By Roger Childs
When you play the Crusaders in Christchurch you lose – well usually. Since July 2016 they had only been beaten once – by the Hurricanes in July 2020 – until last night. The Highlanders came to town on the back of a loss at home to the Wellington-based franchise and stunned the locals giving them a 33 -12 hiding.
The visitors first – five eights Mitch Hunt, had a forgettable game last week, however against the Crusaders he was brilliant. As well as kicking 18 points he was dangerous with ball in hand, fed his outsides well and tackled strongly.
A strong start
Hunt kicked an early penalty and after a series of attacks inside the Crusaders 22, Billy Harmon crashed over near the posts to give the visitors a10-0 lead after quarter of an hour. The crowd of more than 13,000 were expecting a home team come back and right on half time Codie Taylor scored with Richie Mo’unga converting to go into the sheds just 7-16 down.
But the Crusaders never got into gear in the second half and their usualforward dominance and fluency in the backs was missing. Inevitably in the last quarter playing catch-up rugby many mistakes were made.
David Havilli scored wide out late in the game for the home team, but second half tries to Michael Collins and Connor Garden-Bachop plus two conversions and a penalty to Hunt gave the Highlanders an emphatic upset victory.
Players missing but the team was highly motivated
Coach Tony Brown dropped six players for breaking team protocols, apparently a party at Josh Ioane’s home. So some of the reserves stepped up in their place and put on a vintage performance. The revamped Highlanders played as if they expected to win on the hallowed turf at AMI Stadium in Christchurch. Did the Crusaders under-estimate the opposition? Maybe.
The Highlanders took the game to their much vaunted opposition well led by hooker Ash Dixon and won the battle in the loose with plenty of turnovers. In the scrums the heavier home team pack occasionally pushed the visitors back, however the Highlanders props were more than a match for their opponents.
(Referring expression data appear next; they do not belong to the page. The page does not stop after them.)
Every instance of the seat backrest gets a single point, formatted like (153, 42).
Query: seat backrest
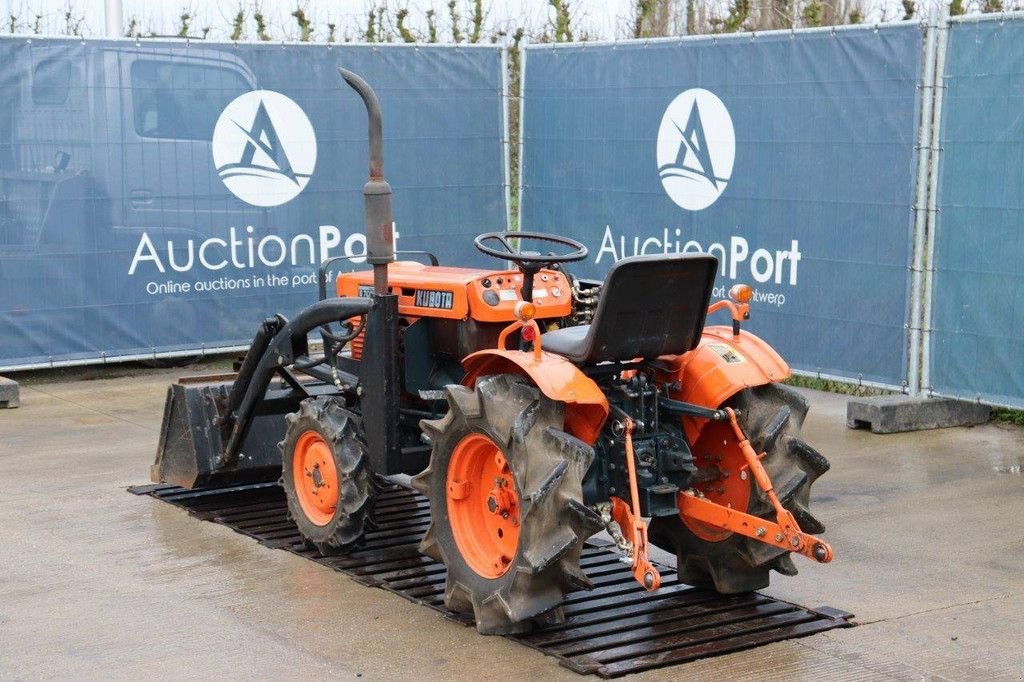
(652, 305)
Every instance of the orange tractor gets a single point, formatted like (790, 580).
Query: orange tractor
(534, 409)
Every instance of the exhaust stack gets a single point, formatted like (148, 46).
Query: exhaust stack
(376, 193)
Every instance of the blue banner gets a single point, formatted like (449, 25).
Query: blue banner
(788, 156)
(977, 336)
(168, 196)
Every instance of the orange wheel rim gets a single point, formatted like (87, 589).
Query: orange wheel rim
(717, 449)
(482, 506)
(315, 477)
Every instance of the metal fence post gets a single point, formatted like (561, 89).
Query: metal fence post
(522, 130)
(933, 199)
(921, 214)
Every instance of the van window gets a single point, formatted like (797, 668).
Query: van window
(51, 81)
(181, 100)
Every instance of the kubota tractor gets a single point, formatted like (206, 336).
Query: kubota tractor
(535, 410)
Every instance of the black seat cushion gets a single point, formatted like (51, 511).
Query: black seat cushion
(649, 306)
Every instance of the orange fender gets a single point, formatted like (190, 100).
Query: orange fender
(586, 407)
(720, 367)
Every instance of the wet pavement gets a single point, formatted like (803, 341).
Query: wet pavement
(95, 583)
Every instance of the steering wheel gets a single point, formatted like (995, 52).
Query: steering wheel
(529, 262)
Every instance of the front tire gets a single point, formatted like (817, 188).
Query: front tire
(326, 475)
(506, 504)
(771, 416)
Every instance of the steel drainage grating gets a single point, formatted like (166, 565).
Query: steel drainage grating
(612, 630)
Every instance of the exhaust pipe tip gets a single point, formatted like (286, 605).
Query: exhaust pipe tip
(377, 193)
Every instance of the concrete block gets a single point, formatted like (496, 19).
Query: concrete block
(894, 414)
(8, 393)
The backs ran with confidence, set alight with the quick passing of Folau Fakatava and Garden-Bashop and Nareki were dangerous out on the flanks. The Highlanders defence was solid and it was rare for the experienced Crusader backs to break through. This time there was no Mo’unga magic to seize the initiative for the home team.
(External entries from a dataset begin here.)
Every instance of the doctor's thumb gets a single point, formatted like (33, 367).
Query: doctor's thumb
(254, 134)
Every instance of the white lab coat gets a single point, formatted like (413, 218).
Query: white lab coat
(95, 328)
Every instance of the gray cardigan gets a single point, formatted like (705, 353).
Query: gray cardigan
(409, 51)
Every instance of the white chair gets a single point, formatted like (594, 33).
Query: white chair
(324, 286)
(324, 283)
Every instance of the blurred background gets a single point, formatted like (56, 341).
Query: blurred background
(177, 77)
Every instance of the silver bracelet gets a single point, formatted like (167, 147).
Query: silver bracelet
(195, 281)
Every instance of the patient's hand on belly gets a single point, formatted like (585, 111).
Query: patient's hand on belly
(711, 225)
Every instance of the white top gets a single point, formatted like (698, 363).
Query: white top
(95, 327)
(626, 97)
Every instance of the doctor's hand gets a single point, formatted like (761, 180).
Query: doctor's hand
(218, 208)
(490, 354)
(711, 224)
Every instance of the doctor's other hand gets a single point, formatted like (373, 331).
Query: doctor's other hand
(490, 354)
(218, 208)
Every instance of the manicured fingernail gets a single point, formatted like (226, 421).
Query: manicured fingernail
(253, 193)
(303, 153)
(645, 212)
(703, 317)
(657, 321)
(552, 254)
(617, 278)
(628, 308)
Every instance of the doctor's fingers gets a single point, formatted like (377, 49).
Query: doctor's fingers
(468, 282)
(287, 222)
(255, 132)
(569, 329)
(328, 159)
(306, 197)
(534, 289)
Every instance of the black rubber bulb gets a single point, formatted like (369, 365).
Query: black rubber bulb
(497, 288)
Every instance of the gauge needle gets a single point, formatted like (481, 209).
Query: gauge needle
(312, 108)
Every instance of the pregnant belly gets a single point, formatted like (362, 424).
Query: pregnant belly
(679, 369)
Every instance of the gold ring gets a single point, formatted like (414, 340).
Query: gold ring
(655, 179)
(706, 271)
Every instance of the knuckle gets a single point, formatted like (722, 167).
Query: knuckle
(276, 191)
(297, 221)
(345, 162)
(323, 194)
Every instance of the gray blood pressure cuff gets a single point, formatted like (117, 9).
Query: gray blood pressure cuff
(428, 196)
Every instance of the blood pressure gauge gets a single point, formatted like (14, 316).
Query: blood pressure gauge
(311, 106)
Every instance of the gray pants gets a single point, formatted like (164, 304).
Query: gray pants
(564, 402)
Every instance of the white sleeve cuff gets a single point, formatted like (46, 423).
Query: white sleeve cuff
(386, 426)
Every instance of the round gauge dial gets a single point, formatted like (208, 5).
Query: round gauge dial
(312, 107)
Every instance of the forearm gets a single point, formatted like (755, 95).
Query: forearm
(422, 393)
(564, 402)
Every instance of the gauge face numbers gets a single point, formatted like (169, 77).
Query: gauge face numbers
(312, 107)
The Highlanders has the luxury of having Aaron Smith on the bench and in the crucial final 15 minutes the All Black half back provided the leadership needed to marshal the defence and cement the victory.
Good for the competition
The Crusaders still have a commanding lead in the Super Rugby Aotearoa competition with four wins out of five, however the Highlanders unexpected victory in Christchurch does close the gap between the teams. What that result shows, along with Chiefs unlikely win over the Blues last week, is that every side is capable of beating any of the others.
For the fans the quality of the rugby continues to be high and enjoyment is guaranteed with every game equivalent to test match rugby.